Solving $x^3+x-\epsilon = 0$ with iteration

Question

I'm trying to solve $x^3+x-\epsilon = 0$ using the iteration method. From the equation, I have $x_{n+1} = (\epsilon-x_n)^{1/3}$. My question is how can I choose a reasonable $x_0$? When $\epsilon = 0$, the 3 roots of the equation are $0, i $ and $-i$. But I don't think any of them should be used as an initial guess.

Update:

As suggested in the answers, when $\epsilon$ is positive and approaches $0$, the real root of this function also approaches $0$. If we set $x_0 = 0$, then $x_1 = \epsilon^{1/3}$, $x_2 = (\epsilon-\epsilon^{1/3})^{1/3}$, etc. As $\epsilon\rightarrow0^+$, $x\rightarrow0$. It looks like $x$ becomes a function of $\epsilon$. How do we find the asymptotic expansion of this root? For the imaginary roots, should I repeat similar procedures?

Answer 1

You can use the exact roots of the unperturbed equation as initial guesses, and if your iteration is selected appropriately then you will have convergence to the corresponding root of the perturbed equation for small enough $\epsilon$.

In fact, starting with the solutions to the unperturbed problem is the normal thing to do in a "regular" perturbation problem like this (where the number of solutions is the same when $\epsilon=0$ as otherwise). Problems where that can't be done are called "singular".

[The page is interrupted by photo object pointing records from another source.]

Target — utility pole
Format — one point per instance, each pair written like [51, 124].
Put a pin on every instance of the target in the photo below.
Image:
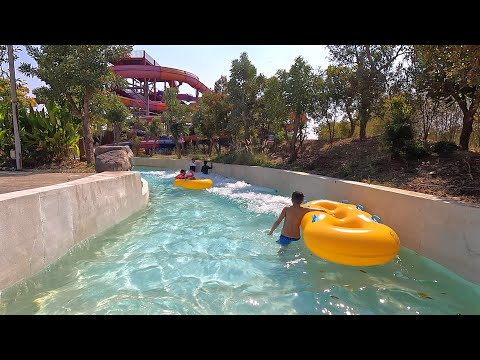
[13, 90]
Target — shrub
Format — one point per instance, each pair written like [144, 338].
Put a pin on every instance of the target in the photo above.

It's worth trying the iteration that you proposed especially for $x_0=0$; something interesting happens.

Answer 2

$f(x)=x^3+x-\epsilon$ is clearly an increasing function. So, the equation $f(x)=0$ has one real root. Assuming $\epsilon>0$, this root must be positive, since $f(0)=-\epsilon<0$.

Due to the intermediate value theorem, there is an integer $N\geq 0$ such that this root is in the interval $(N,N+1)$ where $f(N)<0$ but $f(N+1)>0$. Choose the starting point of your fixed point iteration as $x_0=N+1.$

I started with $x_0=3$ for $x^3+x-20=0$ and $x_5=x_6=...$ according to WA: https://www.wolframalpha.com/input?i=%2820-2.5917%29%5E%281%2F3%29

But of course the root is not 2.5917. At this point it is better to choose a new initial. Maybe $x_0=2.59171$.

Answer 3

For the real root, the simplest way is to write $$x=\sum_{n=1}^p a_n\, \epsilon^n$$ Expand it and cancel coefficients.

You should get $$x=\epsilon -\epsilon ^3+3 \epsilon ^5+\cdots$$

If you contiue for more terms and identify the patterns $$x=\sum_{n=1}^p (-1)^{n+1}\binom{3 (n-1)}{n-1}\frac {\epsilon^{2n-1}}{2n-1}$$ If $p\to \infty$ $$x=\frac{2}{\sqrt{3}}\sinh \left(\frac{1}{3} \sinh ^{-1}\left(\frac{3 \sqrt{3} }{2} \epsilon\right)\right)$$ which is the exact solution for any value of $\epsilon$.

You could have found it using the hyperbolic method for one real root in cubic equations.